Citi research analysts predict emerging economic patterns will influence commodity trading

NEW YORK (AP) -- Citi Research analysts have predicted that emerging global economic patterns will require commodity investors to evaluate each sector individually as they hunt for ways to make profits.

Although demand is expected to increase as global growth improves, commodity prices are not likely to move sharply higher, Citi Research analysts wrote in a forecast released Monday.

"As demand rebounds, commodity performance is likely to become more differentiated, with winners and losers depending on the supply/demand balances for individual commodities," they wrote.

As an example, they noted the U.S. natural gas market. An energy boom has built up ample inventories of the fuel, which early this year contributed to a price drop to a level not seen in a decade. Prices since have rebounded.

"What first occurred in U.S. natural gas — a marshaling of capital and a new supply surplus — is being replicated across most commodities, including critical industrial and bulk commodities and in longer-lead time products such as oil, even with risks to supply disruptions," wrote Citi analysts led by Edward Morse.

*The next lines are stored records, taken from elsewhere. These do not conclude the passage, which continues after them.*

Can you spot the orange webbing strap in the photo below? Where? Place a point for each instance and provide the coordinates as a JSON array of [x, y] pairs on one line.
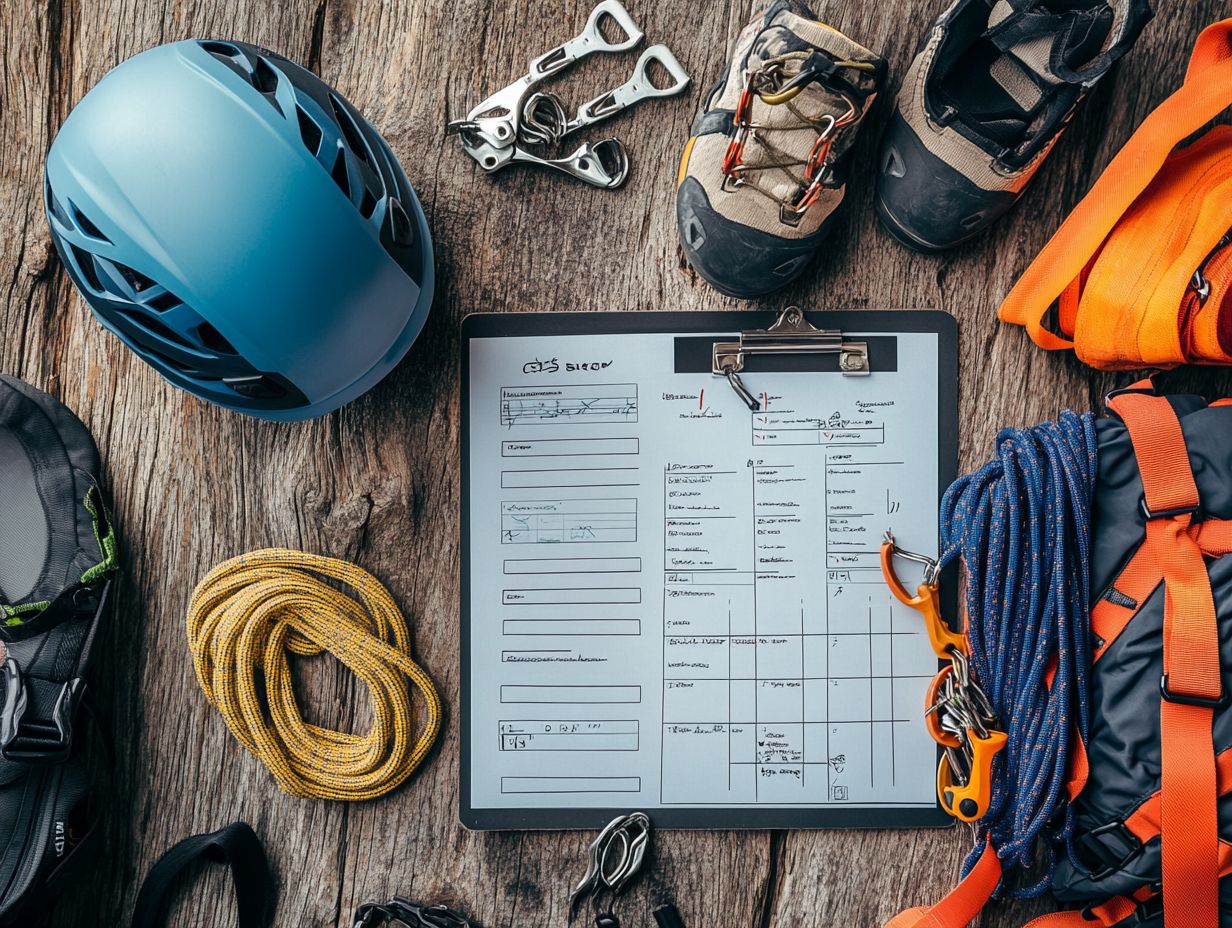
[[962, 903], [1191, 683], [1060, 266], [1137, 581], [1145, 821], [1106, 915]]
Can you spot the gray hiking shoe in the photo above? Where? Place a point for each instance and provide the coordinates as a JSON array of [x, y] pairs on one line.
[[765, 168], [982, 105]]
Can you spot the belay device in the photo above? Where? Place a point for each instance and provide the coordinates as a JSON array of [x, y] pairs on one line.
[[1098, 593], [56, 568]]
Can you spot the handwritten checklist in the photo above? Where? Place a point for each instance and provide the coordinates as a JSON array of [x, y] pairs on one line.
[[674, 604]]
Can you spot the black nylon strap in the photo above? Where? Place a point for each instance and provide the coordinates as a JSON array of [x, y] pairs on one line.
[[235, 846]]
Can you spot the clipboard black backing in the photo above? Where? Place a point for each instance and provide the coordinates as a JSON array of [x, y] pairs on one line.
[[697, 332]]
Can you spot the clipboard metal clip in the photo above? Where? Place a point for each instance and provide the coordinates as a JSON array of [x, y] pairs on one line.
[[790, 334]]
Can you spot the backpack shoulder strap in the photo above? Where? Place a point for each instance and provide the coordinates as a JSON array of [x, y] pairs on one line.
[[1191, 687]]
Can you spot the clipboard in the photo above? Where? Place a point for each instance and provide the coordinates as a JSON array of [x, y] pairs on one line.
[[578, 473]]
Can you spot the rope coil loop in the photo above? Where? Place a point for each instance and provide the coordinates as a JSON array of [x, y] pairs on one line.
[[248, 614], [1021, 528]]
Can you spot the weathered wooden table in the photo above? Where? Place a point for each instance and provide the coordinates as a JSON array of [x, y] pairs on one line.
[[378, 482]]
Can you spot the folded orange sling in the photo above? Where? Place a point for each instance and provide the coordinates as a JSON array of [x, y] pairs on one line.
[[1140, 274]]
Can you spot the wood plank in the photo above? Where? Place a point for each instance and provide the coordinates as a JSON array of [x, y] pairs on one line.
[[377, 482]]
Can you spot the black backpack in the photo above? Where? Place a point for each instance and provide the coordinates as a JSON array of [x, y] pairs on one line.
[[57, 562]]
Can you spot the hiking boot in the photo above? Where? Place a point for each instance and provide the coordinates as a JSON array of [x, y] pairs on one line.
[[765, 168], [982, 105]]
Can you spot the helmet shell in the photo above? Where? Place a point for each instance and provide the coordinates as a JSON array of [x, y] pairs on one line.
[[239, 226]]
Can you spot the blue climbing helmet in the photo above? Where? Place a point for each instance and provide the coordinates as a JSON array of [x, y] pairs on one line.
[[239, 226]]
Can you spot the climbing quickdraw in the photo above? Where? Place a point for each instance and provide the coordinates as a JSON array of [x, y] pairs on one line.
[[957, 712], [403, 913]]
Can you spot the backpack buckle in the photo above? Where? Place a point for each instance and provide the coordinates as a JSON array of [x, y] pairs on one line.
[[26, 736], [1106, 849], [1151, 514], [1188, 699]]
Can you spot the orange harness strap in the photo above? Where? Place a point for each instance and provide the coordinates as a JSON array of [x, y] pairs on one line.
[[1060, 271], [964, 901], [1191, 683]]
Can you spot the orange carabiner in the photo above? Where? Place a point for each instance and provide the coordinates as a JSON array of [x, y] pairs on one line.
[[968, 802], [925, 602]]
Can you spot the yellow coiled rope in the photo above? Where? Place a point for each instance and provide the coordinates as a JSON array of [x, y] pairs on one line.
[[249, 613]]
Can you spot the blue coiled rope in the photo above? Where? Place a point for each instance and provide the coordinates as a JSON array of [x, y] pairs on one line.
[[1021, 525]]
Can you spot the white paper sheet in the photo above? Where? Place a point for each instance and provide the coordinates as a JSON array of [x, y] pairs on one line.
[[676, 603]]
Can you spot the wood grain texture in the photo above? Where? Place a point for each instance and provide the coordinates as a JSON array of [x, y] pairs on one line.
[[378, 481]]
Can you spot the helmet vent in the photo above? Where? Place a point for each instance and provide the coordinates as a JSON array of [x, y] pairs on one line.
[[143, 321], [136, 280], [265, 78], [254, 70], [339, 174], [213, 339], [53, 203], [164, 301], [309, 132], [401, 229], [85, 261], [88, 228], [350, 131]]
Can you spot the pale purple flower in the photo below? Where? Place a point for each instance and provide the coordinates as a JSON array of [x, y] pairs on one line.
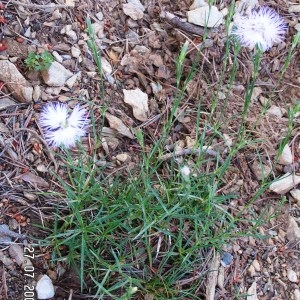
[[62, 128], [262, 27]]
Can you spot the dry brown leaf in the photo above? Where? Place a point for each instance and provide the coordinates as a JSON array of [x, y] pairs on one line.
[[34, 180], [117, 124]]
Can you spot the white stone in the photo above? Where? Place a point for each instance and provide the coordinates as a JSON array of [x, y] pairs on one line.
[[294, 8], [45, 288], [297, 294], [286, 157], [296, 194], [285, 183], [134, 9], [293, 230], [138, 100], [71, 81], [56, 75], [75, 52], [261, 170], [208, 16], [106, 66], [252, 292], [36, 93], [72, 34], [27, 93], [57, 57], [14, 81], [292, 276]]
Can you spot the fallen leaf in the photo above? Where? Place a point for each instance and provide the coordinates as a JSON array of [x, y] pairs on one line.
[[117, 124]]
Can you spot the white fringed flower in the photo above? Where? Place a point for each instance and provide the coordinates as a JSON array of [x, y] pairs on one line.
[[61, 128], [263, 28]]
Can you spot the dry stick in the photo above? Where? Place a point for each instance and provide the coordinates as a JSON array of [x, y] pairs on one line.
[[7, 232], [177, 22], [41, 6], [189, 151]]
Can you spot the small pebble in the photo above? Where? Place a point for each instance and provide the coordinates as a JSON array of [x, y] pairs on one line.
[[292, 276]]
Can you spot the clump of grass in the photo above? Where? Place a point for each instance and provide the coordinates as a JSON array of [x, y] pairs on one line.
[[39, 62], [152, 232]]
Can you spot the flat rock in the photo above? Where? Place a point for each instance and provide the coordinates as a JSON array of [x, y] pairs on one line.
[[6, 102], [134, 9], [56, 75], [286, 157], [208, 16], [285, 183], [138, 100], [14, 81]]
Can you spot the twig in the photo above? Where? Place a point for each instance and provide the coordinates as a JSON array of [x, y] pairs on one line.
[[177, 22], [188, 151], [5, 231], [41, 6]]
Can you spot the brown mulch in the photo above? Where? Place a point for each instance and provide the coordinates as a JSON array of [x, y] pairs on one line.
[[142, 53]]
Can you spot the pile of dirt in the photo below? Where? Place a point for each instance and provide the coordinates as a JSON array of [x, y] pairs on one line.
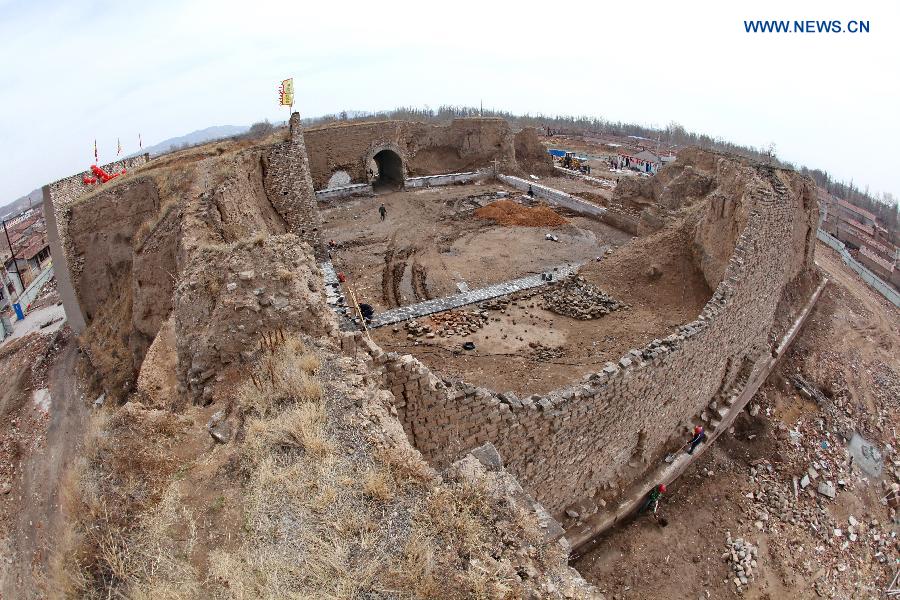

For the past several years, commodity prices have benefited from emerging economies in China and other countries that have boosted demand for raw materials such as oil, copper and agricultural products.

But China's appetite for commodities is now growing at a slower pace, and it is developing an economy that relies less on basic materials, the Citi note stated.

In addition, seasonality is playing more of a role, "impacting fuel and food and through them inflation rates across the world," the analysts said. "This increase reflects changing precipitation and temperature as well as changing inventory patterns."

The Citi analysts believe the changing patterns will create ways to invest across different asset classes, "combining commodities with foreign exchange as well as other asset markets, including equities."